One thing I really like about movie!Stratt is her leadership style. Which, I think, is pretty distinct from her book counterpart.
Because, basically, I'm not sure I find it realistic that a woman (or man) appointed to this role would last long if she was terribly abrasive or confrontational. It would be counterproductive and distracting for everyone involved. (It serves a purpose in the book, but I prefer how the movie did it.)
Movie!Stratt creates the appearance of being very consensus-oriented. She doesn't even acknowledge the concept of power games or sexism for that matter. Authority doesn't live in confrontation or visible status markers but in the visible support and deference of everyone around her, because she made sure they are all pulling in the same direction to begin with.
She's absolutely has a lot of power but she's keeping it understated. Nothing flashy. Business casual, always moving, flat shoes, calm voice, always questions, honest answers. She's consulting the room (while leading the conversation), she is to the point but reasonably polite, she works in tandem with others, creates a sense of shared experience. "Applause!" Carl knows exactly when to jump into the conversation while deferring to her authority, "Talk to her", "Just answer the question", "I would take the three". He clearly really knows her and can pick up his end of that game. The "We don't know" chorus. The "What's the alternative" centrifuge discussion. "Thank you so much" to the underling with the coffees. Seemingly flat hierarchies.
She lets people talk and then gleans what she needs. She gives credit.
Her job is to make the decisions and take responsibility, to keep the momentum going. People are unsurprisingly okay with handing it off. She points, they march.

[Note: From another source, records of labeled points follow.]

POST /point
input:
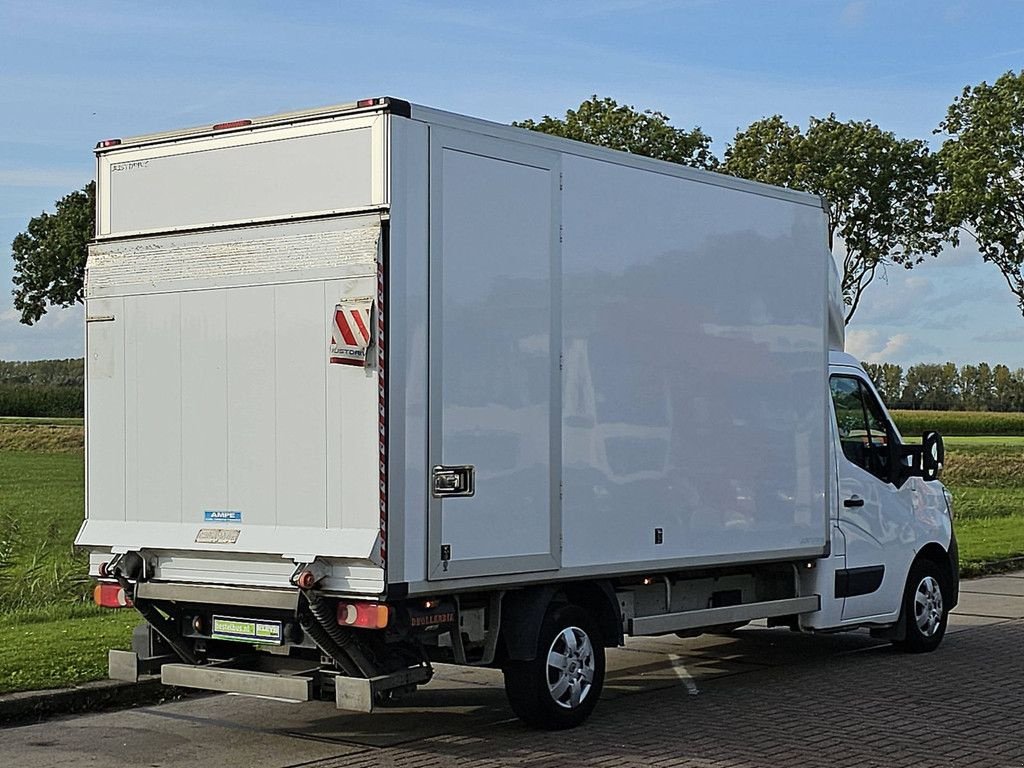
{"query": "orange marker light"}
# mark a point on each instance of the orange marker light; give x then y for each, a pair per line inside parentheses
(110, 596)
(364, 615)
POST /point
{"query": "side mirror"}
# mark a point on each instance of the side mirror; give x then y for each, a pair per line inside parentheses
(933, 453)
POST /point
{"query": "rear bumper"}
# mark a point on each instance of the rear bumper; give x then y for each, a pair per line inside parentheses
(245, 597)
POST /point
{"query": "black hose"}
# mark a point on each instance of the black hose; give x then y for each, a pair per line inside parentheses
(318, 635)
(340, 637)
(160, 625)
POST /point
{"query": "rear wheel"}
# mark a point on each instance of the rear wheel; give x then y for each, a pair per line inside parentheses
(560, 687)
(925, 608)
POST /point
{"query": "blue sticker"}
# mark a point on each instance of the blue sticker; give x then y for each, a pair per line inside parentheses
(222, 515)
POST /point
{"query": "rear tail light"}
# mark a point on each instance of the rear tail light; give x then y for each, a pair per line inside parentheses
(111, 596)
(366, 615)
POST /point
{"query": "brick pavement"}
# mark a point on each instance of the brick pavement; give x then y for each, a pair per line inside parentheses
(961, 706)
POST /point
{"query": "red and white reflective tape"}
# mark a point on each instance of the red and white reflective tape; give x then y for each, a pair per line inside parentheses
(382, 411)
(350, 335)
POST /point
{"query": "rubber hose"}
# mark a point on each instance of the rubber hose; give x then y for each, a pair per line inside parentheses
(340, 636)
(157, 622)
(311, 627)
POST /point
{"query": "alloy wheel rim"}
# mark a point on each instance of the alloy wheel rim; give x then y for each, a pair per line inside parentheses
(928, 606)
(570, 668)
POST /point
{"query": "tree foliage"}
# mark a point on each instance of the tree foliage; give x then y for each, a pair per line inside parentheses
(878, 188)
(606, 123)
(981, 174)
(49, 255)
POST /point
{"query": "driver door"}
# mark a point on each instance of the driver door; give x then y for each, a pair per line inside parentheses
(876, 516)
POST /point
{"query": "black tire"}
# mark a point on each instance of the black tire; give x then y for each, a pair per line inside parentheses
(926, 608)
(557, 696)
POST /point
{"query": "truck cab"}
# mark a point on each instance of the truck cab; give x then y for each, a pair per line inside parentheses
(892, 517)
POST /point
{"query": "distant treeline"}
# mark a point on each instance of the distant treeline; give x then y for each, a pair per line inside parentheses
(946, 387)
(69, 373)
(55, 387)
(47, 388)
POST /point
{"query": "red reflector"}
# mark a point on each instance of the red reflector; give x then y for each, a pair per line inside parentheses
(367, 615)
(232, 124)
(110, 596)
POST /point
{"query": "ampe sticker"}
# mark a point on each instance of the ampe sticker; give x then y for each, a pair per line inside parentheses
(221, 515)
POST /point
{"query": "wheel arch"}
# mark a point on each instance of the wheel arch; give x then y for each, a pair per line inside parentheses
(947, 561)
(523, 612)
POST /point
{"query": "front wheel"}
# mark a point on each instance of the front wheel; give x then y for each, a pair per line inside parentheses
(560, 686)
(925, 608)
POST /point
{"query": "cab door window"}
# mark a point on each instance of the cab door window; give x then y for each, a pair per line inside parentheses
(863, 430)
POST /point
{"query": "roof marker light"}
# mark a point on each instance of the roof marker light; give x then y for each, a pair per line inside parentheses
(232, 124)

No one considers opposing her because they all trust her. Because they feel involved in the process. It's not hard to ask, after all, when everyone knows what it's for.
Even in the end, she has the entire team on her side when confronting Grace with his choice. Because none of it is about power or ego. Only about the mission.
The lack of future international cooperation gets her most emotional utterance out of the entire film. "Which they won't."
At every point she is pulling for a team effort. And it works. (Except one time.)
I just thought that was really well done.